L’innovation est un levier essentiel pour s’attaquer à ces différents enjeux. Il n’est pas rare de penser que les acteurs de la recherche (universités, etc.) et les start-ups sont les réservoirs privilégiés d’innovation pour la santé. Pourtant, l’énergie créative peut (doit ?) également prendre place au cœur même des institutions de soins. Cependant, le challenge n’est pas des plus simples dans le milieu de la santé, et particulièrement pour les hôpitaux. Le modèle classique d’innovation qui nous pousse à « prendre des risques » et à « rater rapidement pour mieux rebondir » trouve difficilement écho là où l’objectif est le bien-être et la bonne santé des êtres humains.  Les recherches convergent sur le fait que ces acteurs du monde des soins de santé ont particulièrement besoin d’innovations dites « disruptives » (voir par exemple les travaux de Christensen, Raynor et Rosenbloom).

Une innovation disruptive ?

Clarifions d’entrée de jeu le vocabulaire, en utilisant les termes (parfois anglo-saxons) les plus répandus.

  • On parlera d’innovation « incrémentale » pour définir une innovation ponctuelle et subtile, visant l’amélioration d’un produit, service ou processus basé essentiellement sur l’expérience et les compétences acquises par l’organisation. Elle est induite par les acteurs en place qui essaient, sans prendre de grands risques, de transformer leurs solutions afin de rester performants, attractifs, etc.
  • L’innovation « radicale » (ou « de rupture ») va impliquer une évolution importante pour un produit, service ou processus. Il peut s’agir d’un bond technologique important, d’une modification de l’usage ou d’un changement fondamental de dynamique entre les acteurs d’une organisation.

Ces concepts ont trait à l’évolution en termes d’usage, de technologie ou de process, bousculant plus ou moins les habitudes acquises sur un marché, dans un groupe ou un écosystème. Une autre notion vient compléter cette réflexion : celle reliée à la valeur perçue et admise par la cible de l’innovation (ce que l’on appelle le « réseau de valeur », l’ensemble des personnes concernées par l’innovation et qui jugera de sa valeur dans un contexte donné). On parlera, dès lors :

  • D’une innovation « sustaining » lorsqu’une innovation touche les performances des produits existants, sur la base des critères des clients existants ;
  • A contrario, l’innovation « disruptive » sera généralement décrite par les clients existants comme faiblement performante, mais disposera de nouvelles fonctionnalités ou de nouveaux attributs.

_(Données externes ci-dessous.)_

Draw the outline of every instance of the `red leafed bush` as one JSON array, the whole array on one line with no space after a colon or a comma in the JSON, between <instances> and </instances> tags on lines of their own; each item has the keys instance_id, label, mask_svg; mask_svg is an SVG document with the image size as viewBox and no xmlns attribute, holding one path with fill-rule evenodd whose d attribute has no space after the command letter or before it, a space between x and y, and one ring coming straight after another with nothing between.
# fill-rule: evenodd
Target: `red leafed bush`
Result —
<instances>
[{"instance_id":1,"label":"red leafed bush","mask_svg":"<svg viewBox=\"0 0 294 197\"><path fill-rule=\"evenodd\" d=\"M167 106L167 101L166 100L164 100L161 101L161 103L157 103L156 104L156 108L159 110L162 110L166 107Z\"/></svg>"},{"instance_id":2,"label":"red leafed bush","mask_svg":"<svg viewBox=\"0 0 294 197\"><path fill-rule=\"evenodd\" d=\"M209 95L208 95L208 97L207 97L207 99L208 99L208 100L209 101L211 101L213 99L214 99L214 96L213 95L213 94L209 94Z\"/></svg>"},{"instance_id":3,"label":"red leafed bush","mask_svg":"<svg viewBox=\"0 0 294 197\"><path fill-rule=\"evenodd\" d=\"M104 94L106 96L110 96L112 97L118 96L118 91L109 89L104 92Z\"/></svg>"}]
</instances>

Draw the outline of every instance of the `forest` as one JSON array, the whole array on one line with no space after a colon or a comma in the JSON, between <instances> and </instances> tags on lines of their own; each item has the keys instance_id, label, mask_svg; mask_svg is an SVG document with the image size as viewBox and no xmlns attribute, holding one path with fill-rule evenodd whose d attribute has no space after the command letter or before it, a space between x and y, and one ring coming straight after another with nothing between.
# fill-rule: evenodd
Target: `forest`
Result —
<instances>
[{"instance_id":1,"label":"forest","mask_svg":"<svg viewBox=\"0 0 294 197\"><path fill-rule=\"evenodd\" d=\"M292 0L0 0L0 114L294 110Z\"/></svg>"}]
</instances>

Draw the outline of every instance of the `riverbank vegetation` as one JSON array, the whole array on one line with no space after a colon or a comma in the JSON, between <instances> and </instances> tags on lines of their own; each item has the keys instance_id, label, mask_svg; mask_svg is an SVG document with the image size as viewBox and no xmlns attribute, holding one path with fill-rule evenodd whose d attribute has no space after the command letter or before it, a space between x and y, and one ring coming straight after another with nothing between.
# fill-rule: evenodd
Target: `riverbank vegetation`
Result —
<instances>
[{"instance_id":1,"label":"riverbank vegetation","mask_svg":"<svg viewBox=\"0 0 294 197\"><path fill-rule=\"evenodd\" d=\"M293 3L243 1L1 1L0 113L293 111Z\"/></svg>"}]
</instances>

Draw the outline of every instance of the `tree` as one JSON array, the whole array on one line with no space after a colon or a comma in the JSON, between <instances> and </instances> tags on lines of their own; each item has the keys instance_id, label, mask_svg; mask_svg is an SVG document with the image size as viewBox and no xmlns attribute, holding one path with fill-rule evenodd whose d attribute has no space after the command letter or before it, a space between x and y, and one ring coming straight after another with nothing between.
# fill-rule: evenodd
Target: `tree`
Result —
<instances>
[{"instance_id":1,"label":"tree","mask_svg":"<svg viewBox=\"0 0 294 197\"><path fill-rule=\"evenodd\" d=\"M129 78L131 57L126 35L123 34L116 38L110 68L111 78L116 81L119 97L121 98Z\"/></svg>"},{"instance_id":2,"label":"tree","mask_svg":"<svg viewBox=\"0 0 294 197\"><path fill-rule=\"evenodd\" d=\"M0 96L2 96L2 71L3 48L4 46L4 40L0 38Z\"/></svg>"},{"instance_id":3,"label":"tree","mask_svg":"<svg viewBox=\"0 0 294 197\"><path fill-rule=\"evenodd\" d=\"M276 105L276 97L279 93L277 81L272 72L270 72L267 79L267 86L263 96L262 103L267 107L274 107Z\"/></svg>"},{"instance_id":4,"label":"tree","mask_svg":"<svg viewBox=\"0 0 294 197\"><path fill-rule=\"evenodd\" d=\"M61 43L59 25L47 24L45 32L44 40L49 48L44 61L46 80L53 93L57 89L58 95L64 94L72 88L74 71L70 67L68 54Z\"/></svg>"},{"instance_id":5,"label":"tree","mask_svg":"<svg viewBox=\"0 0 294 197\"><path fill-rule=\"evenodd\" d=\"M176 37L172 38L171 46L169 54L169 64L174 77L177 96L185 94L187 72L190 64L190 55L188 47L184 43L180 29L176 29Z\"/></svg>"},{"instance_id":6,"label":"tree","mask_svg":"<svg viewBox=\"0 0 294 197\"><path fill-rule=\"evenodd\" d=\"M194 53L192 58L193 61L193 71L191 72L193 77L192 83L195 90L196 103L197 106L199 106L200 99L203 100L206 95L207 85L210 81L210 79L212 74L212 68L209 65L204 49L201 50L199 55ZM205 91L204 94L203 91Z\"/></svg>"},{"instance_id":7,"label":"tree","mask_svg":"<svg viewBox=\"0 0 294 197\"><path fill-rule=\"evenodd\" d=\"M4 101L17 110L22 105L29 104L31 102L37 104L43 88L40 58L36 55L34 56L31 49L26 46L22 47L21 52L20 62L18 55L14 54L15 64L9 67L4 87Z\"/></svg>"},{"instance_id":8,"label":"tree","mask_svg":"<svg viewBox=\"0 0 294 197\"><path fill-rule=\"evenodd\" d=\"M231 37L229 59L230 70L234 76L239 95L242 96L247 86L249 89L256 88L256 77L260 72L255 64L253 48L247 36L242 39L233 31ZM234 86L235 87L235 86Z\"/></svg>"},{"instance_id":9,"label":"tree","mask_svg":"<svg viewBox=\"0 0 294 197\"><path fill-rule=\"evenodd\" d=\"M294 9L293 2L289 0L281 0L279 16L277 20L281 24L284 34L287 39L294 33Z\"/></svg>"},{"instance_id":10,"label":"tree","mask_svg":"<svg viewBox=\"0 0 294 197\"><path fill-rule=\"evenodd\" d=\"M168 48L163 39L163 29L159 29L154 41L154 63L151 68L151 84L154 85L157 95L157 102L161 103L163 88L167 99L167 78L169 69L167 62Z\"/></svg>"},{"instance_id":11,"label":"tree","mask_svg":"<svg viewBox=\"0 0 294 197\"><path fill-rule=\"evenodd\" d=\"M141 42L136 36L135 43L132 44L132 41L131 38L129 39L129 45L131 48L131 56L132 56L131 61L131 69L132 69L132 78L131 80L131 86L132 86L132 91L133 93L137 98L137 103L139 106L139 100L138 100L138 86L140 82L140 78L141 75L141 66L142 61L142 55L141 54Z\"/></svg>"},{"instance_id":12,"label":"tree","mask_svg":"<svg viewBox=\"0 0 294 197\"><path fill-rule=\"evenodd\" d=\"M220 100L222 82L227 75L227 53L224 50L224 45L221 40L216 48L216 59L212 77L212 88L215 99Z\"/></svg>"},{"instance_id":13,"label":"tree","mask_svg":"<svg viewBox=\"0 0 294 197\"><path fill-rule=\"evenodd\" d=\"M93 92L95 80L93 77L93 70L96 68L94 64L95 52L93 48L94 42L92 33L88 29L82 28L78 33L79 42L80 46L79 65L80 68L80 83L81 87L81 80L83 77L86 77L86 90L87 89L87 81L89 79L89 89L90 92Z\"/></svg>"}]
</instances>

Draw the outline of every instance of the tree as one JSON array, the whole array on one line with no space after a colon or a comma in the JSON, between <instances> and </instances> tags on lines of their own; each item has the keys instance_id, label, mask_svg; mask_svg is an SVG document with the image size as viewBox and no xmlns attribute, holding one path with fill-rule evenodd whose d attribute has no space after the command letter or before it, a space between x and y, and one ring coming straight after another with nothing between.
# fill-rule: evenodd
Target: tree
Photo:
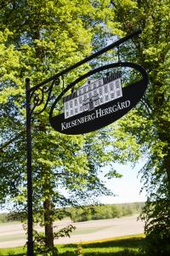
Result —
<instances>
[{"instance_id":1,"label":"tree","mask_svg":"<svg viewBox=\"0 0 170 256\"><path fill-rule=\"evenodd\" d=\"M119 129L124 139L134 137L147 158L141 170L148 195L142 218L148 250L156 255L169 253L170 239L169 4L167 0L112 1L125 33L142 29L139 38L121 48L121 55L145 67L150 83L143 101L119 122Z\"/></svg>"},{"instance_id":2,"label":"tree","mask_svg":"<svg viewBox=\"0 0 170 256\"><path fill-rule=\"evenodd\" d=\"M16 212L20 210L24 218L25 78L29 76L31 84L36 84L82 60L91 52L93 38L108 32L106 23L112 14L108 8L110 1L10 0L0 5L1 30L3 33L8 32L1 44L3 54L11 51L14 60L10 65L3 60L8 77L3 73L1 78L1 201L12 199ZM88 68L84 66L68 74L65 83ZM55 86L54 94L58 95L62 87ZM41 116L34 116L31 127L34 221L45 225L45 236L37 239L44 242L47 251L54 251L54 236L69 236L73 228L54 234L53 222L67 214L65 207L93 204L92 195L109 193L97 173L112 154L105 150L109 137L105 130L83 137L53 131L48 122L48 108ZM69 194L63 195L62 187Z\"/></svg>"}]
</instances>

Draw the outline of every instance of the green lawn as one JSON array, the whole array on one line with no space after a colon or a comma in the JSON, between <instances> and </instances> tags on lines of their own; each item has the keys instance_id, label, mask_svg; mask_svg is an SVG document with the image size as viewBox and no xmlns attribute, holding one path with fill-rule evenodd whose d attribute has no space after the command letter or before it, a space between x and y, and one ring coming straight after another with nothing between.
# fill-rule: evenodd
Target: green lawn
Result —
<instances>
[{"instance_id":1,"label":"green lawn","mask_svg":"<svg viewBox=\"0 0 170 256\"><path fill-rule=\"evenodd\" d=\"M141 256L139 249L144 244L144 235L134 235L96 241L82 242L82 255L84 256ZM60 256L76 256L77 244L57 246ZM0 256L26 255L23 247L0 249ZM40 255L40 254L39 254Z\"/></svg>"}]
</instances>

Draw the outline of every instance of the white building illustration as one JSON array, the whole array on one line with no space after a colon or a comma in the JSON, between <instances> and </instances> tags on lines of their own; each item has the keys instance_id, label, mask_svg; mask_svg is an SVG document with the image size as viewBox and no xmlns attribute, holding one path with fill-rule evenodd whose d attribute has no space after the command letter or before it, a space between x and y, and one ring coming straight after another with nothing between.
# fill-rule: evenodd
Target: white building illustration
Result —
<instances>
[{"instance_id":1,"label":"white building illustration","mask_svg":"<svg viewBox=\"0 0 170 256\"><path fill-rule=\"evenodd\" d=\"M121 72L88 81L76 91L64 97L65 119L90 111L122 96Z\"/></svg>"}]
</instances>

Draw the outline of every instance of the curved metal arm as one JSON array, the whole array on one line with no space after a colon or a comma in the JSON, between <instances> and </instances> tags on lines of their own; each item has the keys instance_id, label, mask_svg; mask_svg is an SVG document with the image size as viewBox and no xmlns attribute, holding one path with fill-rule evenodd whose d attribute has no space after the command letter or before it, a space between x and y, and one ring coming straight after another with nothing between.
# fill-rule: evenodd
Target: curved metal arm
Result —
<instances>
[{"instance_id":1,"label":"curved metal arm","mask_svg":"<svg viewBox=\"0 0 170 256\"><path fill-rule=\"evenodd\" d=\"M99 67L98 68L95 68L94 70L91 70L89 72L88 72L87 73L85 73L84 75L81 76L80 78L76 79L74 82L71 83L69 85L67 85L67 87L59 95L59 96L56 98L56 100L54 101L54 102L53 103L50 112L49 112L49 120L52 119L53 117L53 112L54 109L56 106L56 104L58 103L58 102L61 99L61 97L72 87L74 87L75 84L76 84L77 83L81 82L82 80L87 79L88 77L99 73L100 71L104 71L109 68L114 68L114 67L132 67L136 69L137 71L139 71L140 73L140 74L142 75L143 80L144 80L144 90L146 89L147 84L148 84L148 74L145 71L145 69L136 63L132 63L132 62L116 62L116 63L112 63L112 64L109 64L109 65L105 65L103 67Z\"/></svg>"},{"instance_id":2,"label":"curved metal arm","mask_svg":"<svg viewBox=\"0 0 170 256\"><path fill-rule=\"evenodd\" d=\"M51 99L51 93L52 93L53 86L54 84L59 85L60 83L60 79L56 78L55 79L54 79L52 81L51 84L48 87L45 84L42 86L42 88L39 87L38 89L35 89L33 91L31 91L31 96L30 96L30 102L32 102L32 105L31 108L31 115L32 113L39 114L46 109L48 103L49 102L49 101ZM39 91L39 93L38 93L38 91ZM35 112L34 110L37 107L39 107L44 103L43 102L44 102L45 94L48 94L48 98L46 100L46 102L45 102L43 108L41 110Z\"/></svg>"}]
</instances>

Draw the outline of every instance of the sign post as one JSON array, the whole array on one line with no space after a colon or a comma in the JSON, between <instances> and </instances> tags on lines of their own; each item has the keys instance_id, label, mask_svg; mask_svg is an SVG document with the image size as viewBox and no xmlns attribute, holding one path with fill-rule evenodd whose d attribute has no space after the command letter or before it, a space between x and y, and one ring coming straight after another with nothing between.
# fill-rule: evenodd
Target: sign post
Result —
<instances>
[{"instance_id":1,"label":"sign post","mask_svg":"<svg viewBox=\"0 0 170 256\"><path fill-rule=\"evenodd\" d=\"M60 84L60 78L82 64L101 55L108 50L119 47L120 44L141 33L138 30L89 55L84 60L62 70L43 82L30 88L30 79L26 79L26 151L27 151L27 208L28 208L28 239L27 255L33 253L33 217L32 217L32 171L31 171L31 120L33 114L42 113L52 100L53 87ZM115 72L116 68L133 68L140 73L141 79L122 88L122 73ZM79 86L76 91L68 95L71 89L78 83L94 74L108 71L99 79L89 80ZM132 109L143 96L148 83L146 71L141 66L131 62L112 63L91 70L77 78L63 90L52 104L49 112L51 126L65 134L83 134L100 129L117 120ZM44 97L44 95L47 95ZM46 99L46 100L44 100ZM53 96L54 99L54 96ZM54 110L63 99L63 113L54 115ZM46 101L44 102L44 101ZM43 106L36 112L37 107ZM39 109L39 108L38 108Z\"/></svg>"}]
</instances>

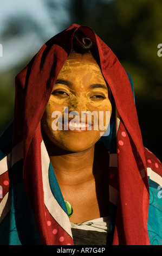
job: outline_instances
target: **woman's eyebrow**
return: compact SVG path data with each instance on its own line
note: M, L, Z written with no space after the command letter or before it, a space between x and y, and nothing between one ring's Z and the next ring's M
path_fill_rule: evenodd
M57 79L55 83L55 84L57 83L60 83L61 84L64 84L65 86L67 86L68 87L71 87L72 84L70 82L67 80L63 80L63 79ZM93 84L90 84L90 88L91 89L95 89L95 88L102 88L106 90L108 90L107 87L105 84L102 84L100 83L94 83Z
M63 79L57 79L55 84L56 83L61 83L61 84L64 84L65 86L70 86L71 83L67 80L63 80Z
M105 86L105 84L100 84L100 83L94 83L93 84L91 84L90 86L90 88L92 89L102 88L102 89L105 89L107 90L108 90L106 86Z

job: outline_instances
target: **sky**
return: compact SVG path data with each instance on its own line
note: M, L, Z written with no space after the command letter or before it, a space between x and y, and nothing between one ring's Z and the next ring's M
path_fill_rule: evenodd
M59 20L67 21L68 15L59 0L53 2L56 5L54 14L56 22L50 17L46 0L1 0L0 73L11 69L28 55L33 56L46 41L60 32ZM62 1L61 3L63 2ZM39 32L36 27L32 27L30 22L26 22L25 24L24 17L36 24L40 28ZM2 33L7 29L9 20L11 24L14 23L12 21L18 22L22 33L18 36L14 35L4 40Z

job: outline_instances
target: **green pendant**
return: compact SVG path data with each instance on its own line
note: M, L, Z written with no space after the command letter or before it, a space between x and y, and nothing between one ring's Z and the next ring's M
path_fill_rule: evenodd
M69 203L68 201L66 201L65 200L64 200L64 202L65 202L65 204L66 204L66 206L67 206L67 209L68 210L69 218L70 218L70 217L71 217L73 214L73 209L70 203Z

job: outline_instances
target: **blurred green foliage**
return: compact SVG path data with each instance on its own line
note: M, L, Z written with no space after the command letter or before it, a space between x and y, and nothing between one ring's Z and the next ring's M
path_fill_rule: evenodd
M46 2L49 14L55 2ZM70 18L63 28L61 17L60 31L72 23L92 27L131 75L144 144L161 161L162 57L157 55L162 43L161 0L69 0L64 8ZM53 19L54 23L54 15ZM11 29L7 31L8 36ZM24 63L1 75L0 133L12 118L14 78Z

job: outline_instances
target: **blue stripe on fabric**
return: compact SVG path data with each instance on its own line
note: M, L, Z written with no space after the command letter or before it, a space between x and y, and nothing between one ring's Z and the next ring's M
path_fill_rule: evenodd
M162 245L162 198L159 184L148 177L150 201L147 230L150 244Z
M22 166L22 160L15 164L11 170L9 245L41 245L34 212L23 184Z
M131 88L132 88L132 93L133 93L133 95L134 100L134 102L135 102L135 95L134 95L133 80L132 80L132 77L130 76L130 75L128 73L127 73L127 71L126 71L126 72L127 73L127 75L128 77L129 80L129 82L130 82L130 84L131 84Z
M68 215L67 209L51 163L49 164L48 174L49 185L53 196Z

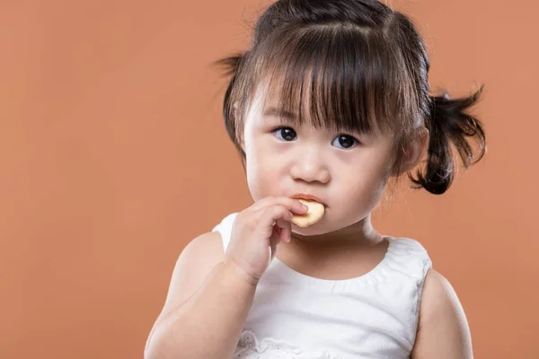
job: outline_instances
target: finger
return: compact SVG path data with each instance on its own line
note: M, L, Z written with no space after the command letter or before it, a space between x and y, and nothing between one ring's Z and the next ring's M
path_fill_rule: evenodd
M290 221L278 219L275 223L276 228L278 228L279 240L288 243L292 234L292 223Z
M303 215L305 214L309 207L307 207L305 205L304 205L303 203L301 203L300 201L298 201L297 199L295 198L289 198L287 197L273 197L273 196L270 196L267 197L264 197L259 201L257 201L254 205L252 205L251 206L251 208L254 211L261 209L261 208L265 208L268 207L270 206L283 206L287 208L288 208L288 210L290 212L298 214L298 215Z
M258 227L263 232L264 237L270 238L278 220L290 222L292 216L292 213L284 206L271 206L259 211Z
M276 225L274 226L274 232L271 235L271 237L270 238L270 250L271 250L270 252L270 260L273 260L273 258L275 258L275 255L277 254L277 246L278 245L280 239L279 236L280 234L278 234L278 227Z

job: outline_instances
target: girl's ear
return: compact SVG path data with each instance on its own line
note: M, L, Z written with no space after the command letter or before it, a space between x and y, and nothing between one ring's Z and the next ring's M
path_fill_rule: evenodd
M401 156L400 172L406 173L412 170L421 160L429 145L429 130L422 127L418 131L415 138L402 148Z

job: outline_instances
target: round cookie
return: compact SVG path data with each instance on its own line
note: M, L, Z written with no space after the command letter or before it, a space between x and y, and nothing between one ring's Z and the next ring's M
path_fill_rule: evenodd
M292 223L298 227L308 227L314 224L323 215L323 205L311 199L298 199L301 203L309 207L309 210L305 215L295 215L292 217Z

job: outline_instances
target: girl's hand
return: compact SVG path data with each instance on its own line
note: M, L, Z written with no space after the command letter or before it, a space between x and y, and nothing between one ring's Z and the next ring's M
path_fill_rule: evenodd
M268 197L240 212L234 223L225 263L235 267L252 285L268 269L278 244L289 242L292 215L308 207L297 199Z

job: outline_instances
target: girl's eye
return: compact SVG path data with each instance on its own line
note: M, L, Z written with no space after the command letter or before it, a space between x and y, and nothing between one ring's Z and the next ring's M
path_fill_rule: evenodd
M277 138L281 141L294 141L297 137L297 134L290 127L278 127L273 130Z
M358 141L356 138L354 138L349 135L338 136L331 143L331 144L334 145L335 147L339 147L343 150L348 150L349 148L352 148L355 145L357 145L358 144L359 144L359 141Z

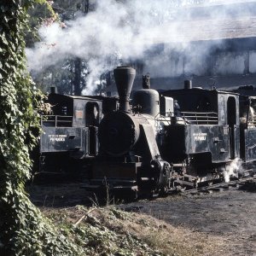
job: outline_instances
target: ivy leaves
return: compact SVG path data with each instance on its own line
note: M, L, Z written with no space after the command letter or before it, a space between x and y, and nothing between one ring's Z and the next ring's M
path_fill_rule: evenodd
M0 3L0 247L5 255L69 255L78 249L44 218L24 193L29 150L38 134L41 94L26 69L27 9L44 0ZM36 131L36 132L34 132Z

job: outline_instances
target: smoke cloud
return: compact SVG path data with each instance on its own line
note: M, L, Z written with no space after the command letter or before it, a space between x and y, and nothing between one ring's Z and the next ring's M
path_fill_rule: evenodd
M34 49L26 49L28 69L37 74L67 56L86 60L90 77L84 94L93 93L95 81L102 73L113 70L119 60L125 64L144 59L152 72L162 77L179 75L181 69L189 73L191 67L200 74L212 45L192 50L189 42L202 38L221 38L221 26L226 26L224 17L229 10L224 8L221 13L211 13L202 26L206 21L198 21L200 9L191 17L186 8L191 2L195 1L132 0L122 4L114 0L98 0L94 11L86 16L78 14L74 20L67 21L65 28L58 23L42 26L42 41ZM217 1L207 1L211 2ZM148 53L162 43L167 46L148 61ZM189 55L187 67L182 67L180 56L174 54L177 51ZM167 70L168 63L172 67Z

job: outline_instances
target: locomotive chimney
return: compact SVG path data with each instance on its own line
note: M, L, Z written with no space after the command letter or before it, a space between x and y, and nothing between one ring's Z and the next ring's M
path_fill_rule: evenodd
M129 112L130 93L136 75L136 70L130 67L118 67L113 70L113 77L119 96L119 110Z
M191 80L184 81L184 89L192 89L192 81Z
M56 93L56 87L55 86L49 87L49 93Z
M149 73L143 76L143 88L150 89L150 76Z

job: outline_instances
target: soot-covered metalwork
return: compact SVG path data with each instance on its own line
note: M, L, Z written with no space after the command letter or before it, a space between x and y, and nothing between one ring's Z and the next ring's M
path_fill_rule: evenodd
M189 81L157 91L147 76L130 100L135 70L120 67L113 74L120 107L100 122L88 189L108 183L116 195L159 195L255 172L253 94L193 88Z

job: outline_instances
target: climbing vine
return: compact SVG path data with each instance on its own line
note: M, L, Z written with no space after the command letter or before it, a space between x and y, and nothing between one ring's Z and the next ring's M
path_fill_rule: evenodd
M40 93L26 70L24 31L27 9L46 0L0 3L0 254L75 255L67 241L27 198L29 150L39 129L35 113Z

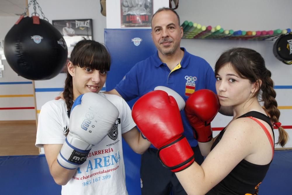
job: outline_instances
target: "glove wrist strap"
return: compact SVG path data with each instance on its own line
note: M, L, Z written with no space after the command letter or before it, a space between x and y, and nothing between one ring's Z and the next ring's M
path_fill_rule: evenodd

Ainsi, l’innovation disruptive (soit-elle incrémentale ou radicale) devra susciter, en plus de l’intégration des changements fonctionnels, une évolution de mentalité et d’usage importante. Car bien qu’elle ne soit pas, d’entrée de jeu, plébiscitée par le public actuel, ce type d’innovation vise la simplification, la baisse de coût et, surtout, l’usage plus adapté aux contextes des cibles. L’innovation disruptive représente donc la meilleure opportunité de répondre aux enjeux des hôpitaux : devenir plus performants (notamment en réduisant les coûts), plus attractifs pour les patients et pour le personnel médical (en s’adaptant continuellement et plus rapidement à leurs besoins), plus à même de contrôler le risque stratégique (en investissant dans des collaborations fructueuses et en entraînant les bons acteurs dans leur dynamique innovante).

Eyes-on glasses EVENA

Les lunettes Evena Eyes-On permettent aux médecins et infirmiers de voir à travers la peau des patients pour ne plus jamais rater une intervention impliquant une aiguille. Le dispositif associe une plateforme logicielle d’imagerie 3D multispectrale à une paire de lunettes qui permet au professionnel de la santé de visualiser de manière précise et en temps réel le système vasculaire des patients. Autrement dit, il va virtuellement projeter une image 3D du système vasculaire de la personne, au travers de la peau. Quand on sait que 40 % des injections, quel que soit leur type, sont un échec lors du premier essai, on comprend vite l’intérêt d’une telle innovation.

Cette technologie pourrait augmenter sensiblement les performances au cœur des hôpitaux, tranquilliser les intervenants et améliorer le confort des patients.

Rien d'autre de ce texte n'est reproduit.